Asked to sum up the perennial appeal of a classic Georgian house in a single word, William Peppitt of Savills‘ country department responds instantly, tongue in cheek: ‘Symmetry-that’s what makes Georgian houses so special. It’s a very male thing to like symmetry, but there’s something wonderfully pleasing about the layout of a house in which the main rooms on every floor are designed around a central staircase or landing. And if, like me, you’re 6ft 4in and blind as a bat, the high ceilings and light rooms of a typical Georgian house are a real bonus.
But that’s not to say, of course, that ladies can’t appreciate the symmetry of well-proportioned, well-lit Georgian rooms- they make marvellous family kitchens.’ Mr Peppitt is currently involved in the sale-through the Cranbrook office of Savills (01580 720161) and Knight Frank in Tunbridge Wells (01892 515035)-of the Grade II*-listed, mainly Georgian, Collingwood House, which stands in 3.8 acres of secluded gardens and grounds on the edge of the picturesque conservation village of Hawkhurst, Kent. A guide price of £4 million is quoted for the imposing 12,600sq ft mansion, built in 1810.
Collingwood House, £4m, Savills and Knight Frank
In 1816, the house, then known as Moor House, was bought by Admiral Lord Collingwood’s daughter, Sarah, and her husband, George Newnham, on whose death it was sold, in 1839, to the eminent astronomer Sir John Herschel, a founding member of the Royal Astronomical Society. He renamed it Collingwood House and lived there until his death in 1871-a fact commemorated by a blue plaque on the wall of the main house. The Herschel family eventually sold Collingwood in 1890, after which it became a boutique hotel in the 1920s and, later, a small private school, before reverting to its role as a grand family home in recent years.
Approached along a sweeping drive lined with mature trees, shrubs, climbing roses and flowering cherry trees, the house has glorious panoramic views southwards from the principal rooms and the wisteria-clad main terrace. The 10-bedroom main house boasts five elegant reception rooms, including a drawing room, a dining room, a billiards room, a sitting room as well as a grand reception hall and a charming breakfast/family room. Classic Georgian features such as decorative ceilings, intricate cornicing, ornate marble fireplaces, mahogany interior doors, wood flooring and huge sash windows with original working shutters abound throughout. Two staircases lead to the upper floors with three further staircases leading to the 11-room basement area and a splendid indoor swimming- pool complex links the main house with the Grade II-listed, seven-bedroom, converted coach house.
How easy it would be to take on the airs of Georgian grandeur in such surroundings.
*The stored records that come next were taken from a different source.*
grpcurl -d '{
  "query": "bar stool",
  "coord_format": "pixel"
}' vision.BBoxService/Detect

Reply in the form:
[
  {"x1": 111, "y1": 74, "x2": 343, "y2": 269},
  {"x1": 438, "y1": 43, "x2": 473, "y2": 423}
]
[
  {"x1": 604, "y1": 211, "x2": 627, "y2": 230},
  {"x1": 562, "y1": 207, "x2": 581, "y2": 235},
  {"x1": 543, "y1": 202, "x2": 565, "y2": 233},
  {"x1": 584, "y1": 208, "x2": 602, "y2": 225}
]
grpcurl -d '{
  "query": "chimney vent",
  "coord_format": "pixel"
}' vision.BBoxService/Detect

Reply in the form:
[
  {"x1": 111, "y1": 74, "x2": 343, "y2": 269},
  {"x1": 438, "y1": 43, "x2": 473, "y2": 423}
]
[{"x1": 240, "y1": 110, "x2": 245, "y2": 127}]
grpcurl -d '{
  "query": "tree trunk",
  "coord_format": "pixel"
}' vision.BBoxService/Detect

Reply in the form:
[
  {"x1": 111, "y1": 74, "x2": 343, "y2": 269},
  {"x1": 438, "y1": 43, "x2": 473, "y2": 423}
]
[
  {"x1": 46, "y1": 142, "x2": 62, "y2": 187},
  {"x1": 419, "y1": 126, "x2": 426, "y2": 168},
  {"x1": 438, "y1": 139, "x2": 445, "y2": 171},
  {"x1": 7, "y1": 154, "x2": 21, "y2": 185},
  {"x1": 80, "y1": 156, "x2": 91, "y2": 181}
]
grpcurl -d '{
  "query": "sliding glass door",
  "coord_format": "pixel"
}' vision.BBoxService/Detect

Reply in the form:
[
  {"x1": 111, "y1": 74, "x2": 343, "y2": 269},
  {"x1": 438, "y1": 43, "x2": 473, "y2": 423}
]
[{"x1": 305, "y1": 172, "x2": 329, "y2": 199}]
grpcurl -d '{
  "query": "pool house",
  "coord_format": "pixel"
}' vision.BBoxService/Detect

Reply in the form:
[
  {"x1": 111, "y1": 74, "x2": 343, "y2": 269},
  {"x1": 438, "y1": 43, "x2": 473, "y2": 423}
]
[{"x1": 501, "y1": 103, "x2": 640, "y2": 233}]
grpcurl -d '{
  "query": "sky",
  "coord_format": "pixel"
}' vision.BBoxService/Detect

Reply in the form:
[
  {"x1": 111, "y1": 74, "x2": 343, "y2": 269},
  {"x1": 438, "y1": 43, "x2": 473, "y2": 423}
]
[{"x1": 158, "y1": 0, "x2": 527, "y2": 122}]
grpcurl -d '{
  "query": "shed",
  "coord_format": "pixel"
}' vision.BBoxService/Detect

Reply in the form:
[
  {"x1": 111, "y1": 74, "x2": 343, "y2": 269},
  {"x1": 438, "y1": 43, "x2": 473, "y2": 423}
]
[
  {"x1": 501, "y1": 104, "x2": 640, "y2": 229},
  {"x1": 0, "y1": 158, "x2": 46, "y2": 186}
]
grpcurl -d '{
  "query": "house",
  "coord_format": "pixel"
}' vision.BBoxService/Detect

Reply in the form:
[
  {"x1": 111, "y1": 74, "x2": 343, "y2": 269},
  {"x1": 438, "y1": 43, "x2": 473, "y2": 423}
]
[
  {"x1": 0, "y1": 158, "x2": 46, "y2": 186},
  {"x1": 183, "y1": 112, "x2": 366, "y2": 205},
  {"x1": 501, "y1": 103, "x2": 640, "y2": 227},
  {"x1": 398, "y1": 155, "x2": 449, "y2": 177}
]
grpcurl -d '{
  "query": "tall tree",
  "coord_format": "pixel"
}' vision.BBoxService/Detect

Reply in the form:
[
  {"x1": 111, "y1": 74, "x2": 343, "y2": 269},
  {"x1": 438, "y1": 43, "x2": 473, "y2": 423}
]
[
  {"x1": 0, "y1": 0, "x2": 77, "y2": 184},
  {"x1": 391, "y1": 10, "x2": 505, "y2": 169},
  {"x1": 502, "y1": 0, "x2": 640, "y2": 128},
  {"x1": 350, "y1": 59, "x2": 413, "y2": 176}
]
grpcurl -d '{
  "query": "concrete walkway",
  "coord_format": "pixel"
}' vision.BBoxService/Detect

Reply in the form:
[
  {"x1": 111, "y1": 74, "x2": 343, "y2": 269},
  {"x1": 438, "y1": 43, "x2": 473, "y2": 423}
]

The quarries near the village of Chilmark, 12 miles from Salisbury, Wiltshire, were an important source of building stone from the Middle Ages onwards, providing the stone not only in the restorations of great buildings such as Salisbury Cathedral and Westminster Abbey’s Chapter House, but also for some of the county’s finest parish churches and grand houses. In the early 1800s, the local limestone was used to build Chilmark House, a four-square, late-Georgian house, listed Grade II, which stands in almost two acres of walled gardens and grounds on the edge of the village. The London-based owners of Chilmark House thought they had created their Georgian dream when they bought the house a couple of years ago and embarked on a major refurbishment.
With 6,254sq ft of living space, including four reception rooms, a fabulous kitchen/breakfast room, seven bedrooms and three bathrooms, plus a one-bedroom flat and a two-bedroom converted coach house, the house was ready for anything but the unexpected. Plans to retire to Wiltshire were put on hold last year when the owners were persuaded to extend their London careers and were left with no option but to sell Chilmark House.
It was quietly launched on the market last month, at a guide price of £3m through Knight Frank and it’s a measure of the burgeoning revival in the country-house market that contracts were exchanged on the house within three weeks, says a jubilant Ed Cunningham of Knight Frank. Mr Cunningham is equally enthusiastic about the sale prospects of another Georgian gem, the elegant, late-Regency Appleshaw Manor in the pretty Hampshire village of Appleshaw, five miles from the commuter hub of Andover. For sale through Knight Frank’s Hungerford office (01488 682726) at a guide price of £3.65m, the exquisitely symmetrical six-bedroom house, listed Grade II, sits neatly in the middle of its nine acres of park-like grounds, with spectacular views over rolling Hampshire farmland.
Designed in the time-honoured Georgian manner around a central reception hall, the house boasts ‘some of the best ceiling heights in Hampshire’, Mr Cunningham says, especially in the large rectangular drawing room, dining room and family room, each of which takes up a corner of the building.
Appleshaw Manor comes with a listed two-bedroom gate lodge as well as outbuildings that include a coach house, still in original condition with stables, a feed room and tack room, all currently used as storage.